The Securities Appellate Tribunal (SAT) has dismissed an appeal by Linde India and upheld a July 2024 order by SEBI directing the company to aggregate all related-party transactions (RPTs) with a single related party in a financial year when determining materiality, and to conduct a valuation of business allocated under a joint venture (JV) agreement.
The order was passed on December 5 by a bench comprising Presiding Officer Justice PS Dinesh Kumar and technical members Meera Swarup and Dheeraj Bhatnagar.
While dismissing Linde India’s appeal, the bench said the company’s interpretation of the rules “absurd” and one that “defeats the entire purpose of the regulation.”
SAT also backed SEBI’s finding that the geographical and product allocation of businesses between Linde India and Praxair India amounted to a related-party transaction.
It said the agreement was a “clear-cut transfer of profit-making apparatus” including assets, liabilities, intangibles, order-books and future cash flows.
The background
Industrial gas maker Linde India is a subsidiary of Linde Plc.
In 2020, it had entered into a JV and shareholders’ agreement with Praxair India and Linde South Asia Services, following the global merger of Linde AG and Praxair. The agreement divided business territories, giving Linde India eastern, northern and western India, while Praxair India received southern and central regions, and several product lines, including CO₂ and HYCO.
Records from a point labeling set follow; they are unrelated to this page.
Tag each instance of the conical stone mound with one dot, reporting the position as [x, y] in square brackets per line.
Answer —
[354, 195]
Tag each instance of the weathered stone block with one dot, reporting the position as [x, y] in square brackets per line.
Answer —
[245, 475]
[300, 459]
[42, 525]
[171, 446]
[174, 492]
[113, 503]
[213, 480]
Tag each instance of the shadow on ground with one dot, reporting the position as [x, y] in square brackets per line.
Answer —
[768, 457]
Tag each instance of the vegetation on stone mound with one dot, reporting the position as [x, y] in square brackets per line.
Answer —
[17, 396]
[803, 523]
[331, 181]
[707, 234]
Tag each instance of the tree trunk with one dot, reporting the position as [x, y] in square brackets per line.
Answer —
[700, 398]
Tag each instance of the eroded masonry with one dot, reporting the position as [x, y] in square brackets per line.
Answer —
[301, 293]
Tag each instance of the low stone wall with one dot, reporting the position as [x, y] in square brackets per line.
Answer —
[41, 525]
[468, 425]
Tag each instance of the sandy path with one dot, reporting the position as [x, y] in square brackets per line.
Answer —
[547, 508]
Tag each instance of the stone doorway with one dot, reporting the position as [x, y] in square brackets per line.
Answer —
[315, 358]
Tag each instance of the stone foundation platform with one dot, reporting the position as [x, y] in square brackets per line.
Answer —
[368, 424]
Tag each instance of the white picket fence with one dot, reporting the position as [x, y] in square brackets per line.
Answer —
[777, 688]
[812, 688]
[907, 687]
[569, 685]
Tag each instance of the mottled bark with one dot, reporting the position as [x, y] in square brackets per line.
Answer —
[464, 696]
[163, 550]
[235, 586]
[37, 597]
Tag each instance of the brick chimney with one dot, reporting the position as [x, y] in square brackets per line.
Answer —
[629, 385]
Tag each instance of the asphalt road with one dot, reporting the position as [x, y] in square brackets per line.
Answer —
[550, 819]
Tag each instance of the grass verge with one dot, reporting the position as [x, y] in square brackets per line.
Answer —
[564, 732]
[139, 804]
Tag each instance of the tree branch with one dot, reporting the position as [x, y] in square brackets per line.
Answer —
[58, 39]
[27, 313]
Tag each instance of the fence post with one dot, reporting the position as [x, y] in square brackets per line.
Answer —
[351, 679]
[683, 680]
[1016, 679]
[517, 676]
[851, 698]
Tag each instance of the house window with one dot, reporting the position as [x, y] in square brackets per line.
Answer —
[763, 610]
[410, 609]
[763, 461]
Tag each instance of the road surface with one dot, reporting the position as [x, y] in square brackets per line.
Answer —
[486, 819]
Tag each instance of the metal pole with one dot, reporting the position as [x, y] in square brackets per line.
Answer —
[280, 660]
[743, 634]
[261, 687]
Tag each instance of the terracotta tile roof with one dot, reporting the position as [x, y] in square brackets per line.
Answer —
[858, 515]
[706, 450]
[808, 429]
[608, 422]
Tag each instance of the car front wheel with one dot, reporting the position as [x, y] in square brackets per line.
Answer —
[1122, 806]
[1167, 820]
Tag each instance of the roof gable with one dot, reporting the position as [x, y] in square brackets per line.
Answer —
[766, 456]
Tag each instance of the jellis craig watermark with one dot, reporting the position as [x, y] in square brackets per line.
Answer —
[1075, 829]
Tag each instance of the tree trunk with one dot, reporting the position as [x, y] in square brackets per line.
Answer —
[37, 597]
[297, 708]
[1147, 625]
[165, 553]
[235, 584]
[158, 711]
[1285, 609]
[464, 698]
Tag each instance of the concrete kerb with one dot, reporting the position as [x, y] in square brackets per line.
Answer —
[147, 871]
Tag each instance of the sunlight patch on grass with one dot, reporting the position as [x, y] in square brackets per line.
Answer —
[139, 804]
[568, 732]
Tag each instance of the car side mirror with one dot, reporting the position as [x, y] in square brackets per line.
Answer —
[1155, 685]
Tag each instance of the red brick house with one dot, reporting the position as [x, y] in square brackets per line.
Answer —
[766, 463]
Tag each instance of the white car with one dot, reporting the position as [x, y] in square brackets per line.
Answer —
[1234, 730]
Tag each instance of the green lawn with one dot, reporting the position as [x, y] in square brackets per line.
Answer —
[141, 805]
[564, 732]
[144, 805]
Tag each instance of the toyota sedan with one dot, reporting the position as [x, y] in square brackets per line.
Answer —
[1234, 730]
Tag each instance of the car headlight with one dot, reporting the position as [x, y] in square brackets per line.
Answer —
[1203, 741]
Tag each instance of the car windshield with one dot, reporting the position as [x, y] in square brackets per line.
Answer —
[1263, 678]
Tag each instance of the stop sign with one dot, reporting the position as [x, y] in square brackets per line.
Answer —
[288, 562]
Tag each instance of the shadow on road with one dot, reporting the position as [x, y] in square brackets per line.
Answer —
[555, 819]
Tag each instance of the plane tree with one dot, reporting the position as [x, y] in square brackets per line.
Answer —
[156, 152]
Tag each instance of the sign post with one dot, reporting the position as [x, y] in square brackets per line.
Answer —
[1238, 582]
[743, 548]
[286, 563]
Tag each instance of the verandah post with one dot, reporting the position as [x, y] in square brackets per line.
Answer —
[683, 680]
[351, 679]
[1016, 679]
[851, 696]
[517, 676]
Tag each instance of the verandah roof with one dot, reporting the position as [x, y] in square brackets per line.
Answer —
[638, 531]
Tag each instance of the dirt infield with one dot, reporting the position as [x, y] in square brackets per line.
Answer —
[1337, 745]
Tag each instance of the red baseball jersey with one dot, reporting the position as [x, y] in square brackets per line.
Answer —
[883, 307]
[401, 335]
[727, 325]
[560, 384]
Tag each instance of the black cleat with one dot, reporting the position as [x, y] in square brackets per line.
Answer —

In 2019, when Linde India had sought shareholder approval for all RPTs for 2021-23, it had said the aggregate transactions with Praxair India and the JV entity could cross SEBI’s materiality thresholds.
Public shareholders rejected the proposal, after which the company took the view—based on legal advice—that only transactions within a single contract needed to be aggregated. Investor complaints triggered SEBI investigation and the subsequent order.